[Pioneers of the Old South by Mary Johnston]@TWC D-Link bookPioneers of the Old South CHAPTER II 10/30
This gentleman, it is true, had not wandered, fought, and companioned with romance in America, but he had done so everywhere else. He had as yet no experience with Indians, but he could conceive that rough experiences were rough experiences, whether in Europe, Asia, Africa, or America.
And as he knew there was a family likeness among dangerous happenings, so also he found one among remedies, and he had a bag full of stories of strange happenings and how they should be met. They were going the old, long West Indies sea road.

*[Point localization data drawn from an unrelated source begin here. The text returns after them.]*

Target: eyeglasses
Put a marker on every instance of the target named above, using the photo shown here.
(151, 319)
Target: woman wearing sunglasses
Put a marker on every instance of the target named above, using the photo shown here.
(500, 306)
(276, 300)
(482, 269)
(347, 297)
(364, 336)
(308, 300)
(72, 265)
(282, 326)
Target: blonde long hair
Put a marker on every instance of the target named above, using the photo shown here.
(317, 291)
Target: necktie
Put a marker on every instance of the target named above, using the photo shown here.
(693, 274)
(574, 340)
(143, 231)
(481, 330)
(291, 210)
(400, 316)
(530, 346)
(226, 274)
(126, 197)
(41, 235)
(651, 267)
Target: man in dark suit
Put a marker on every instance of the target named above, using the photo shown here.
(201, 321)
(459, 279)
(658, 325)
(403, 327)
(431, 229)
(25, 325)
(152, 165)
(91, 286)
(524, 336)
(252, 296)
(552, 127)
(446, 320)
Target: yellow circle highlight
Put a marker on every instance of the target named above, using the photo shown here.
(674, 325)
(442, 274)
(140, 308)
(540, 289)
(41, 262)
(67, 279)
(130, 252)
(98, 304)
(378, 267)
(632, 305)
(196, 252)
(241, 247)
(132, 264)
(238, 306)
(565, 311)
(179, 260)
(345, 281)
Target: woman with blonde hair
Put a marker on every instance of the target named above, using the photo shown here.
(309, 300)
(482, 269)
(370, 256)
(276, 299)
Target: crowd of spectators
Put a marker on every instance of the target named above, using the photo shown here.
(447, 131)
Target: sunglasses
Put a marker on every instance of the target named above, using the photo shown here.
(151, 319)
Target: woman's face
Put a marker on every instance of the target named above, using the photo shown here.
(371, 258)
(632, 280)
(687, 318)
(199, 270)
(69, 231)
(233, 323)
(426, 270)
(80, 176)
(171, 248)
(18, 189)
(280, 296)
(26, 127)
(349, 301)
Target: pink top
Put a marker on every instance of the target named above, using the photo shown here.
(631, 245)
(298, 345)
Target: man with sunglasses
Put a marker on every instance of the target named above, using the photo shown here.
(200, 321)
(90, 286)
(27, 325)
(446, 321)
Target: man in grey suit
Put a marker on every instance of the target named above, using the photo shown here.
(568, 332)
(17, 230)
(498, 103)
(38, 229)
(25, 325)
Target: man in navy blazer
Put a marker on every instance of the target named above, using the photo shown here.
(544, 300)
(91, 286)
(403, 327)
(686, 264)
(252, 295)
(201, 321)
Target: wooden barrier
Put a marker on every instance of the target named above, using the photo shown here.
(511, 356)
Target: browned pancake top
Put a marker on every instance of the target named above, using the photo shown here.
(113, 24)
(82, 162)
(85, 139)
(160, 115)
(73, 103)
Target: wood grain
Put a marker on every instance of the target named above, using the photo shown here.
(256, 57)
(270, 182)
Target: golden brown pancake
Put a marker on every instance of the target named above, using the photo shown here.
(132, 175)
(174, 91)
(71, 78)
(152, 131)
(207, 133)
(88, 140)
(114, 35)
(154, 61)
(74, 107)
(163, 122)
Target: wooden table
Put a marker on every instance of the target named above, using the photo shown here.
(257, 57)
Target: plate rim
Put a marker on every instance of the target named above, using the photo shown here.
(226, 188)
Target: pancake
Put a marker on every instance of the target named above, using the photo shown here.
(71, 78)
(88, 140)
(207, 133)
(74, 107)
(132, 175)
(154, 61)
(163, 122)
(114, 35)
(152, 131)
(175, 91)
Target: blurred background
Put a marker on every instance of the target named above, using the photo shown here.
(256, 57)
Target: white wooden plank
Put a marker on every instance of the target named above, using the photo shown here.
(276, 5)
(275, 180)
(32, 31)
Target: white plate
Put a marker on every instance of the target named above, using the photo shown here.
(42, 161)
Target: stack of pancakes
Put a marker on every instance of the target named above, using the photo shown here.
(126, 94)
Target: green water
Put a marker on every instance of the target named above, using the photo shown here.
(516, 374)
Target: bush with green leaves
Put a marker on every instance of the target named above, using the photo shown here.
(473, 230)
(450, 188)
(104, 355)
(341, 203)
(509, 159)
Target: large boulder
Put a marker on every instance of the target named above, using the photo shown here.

There was time enough for talking, wondering, considering the past, fantastically building up the future.
Meeting in the ships' cabins over ale tankards, pacing up and down the small high-raised poop-decks, leaning idle over the side, watching the swirling dark-blue waters or the stars of night, lying idle upon the deck, propped by the mast while the trade-winds blew and up beyond sail and rigging curved the sky--they had time enough indeed to plan for marvels! If they could have seen ahead, what pictures of things to come they might have beheld rising, falling, melting one into another! Certain of the men upon the Susan Constant, the Goodspeed, and the Discovery stand out clearly, etched against the sky. Christopher Newport might be forty years old.
He had been of Raleigh's captains and was chosen, a very young man, to bring to England from the Indies the captured great carrack, Madre de Dios, laden with fabulous treasure.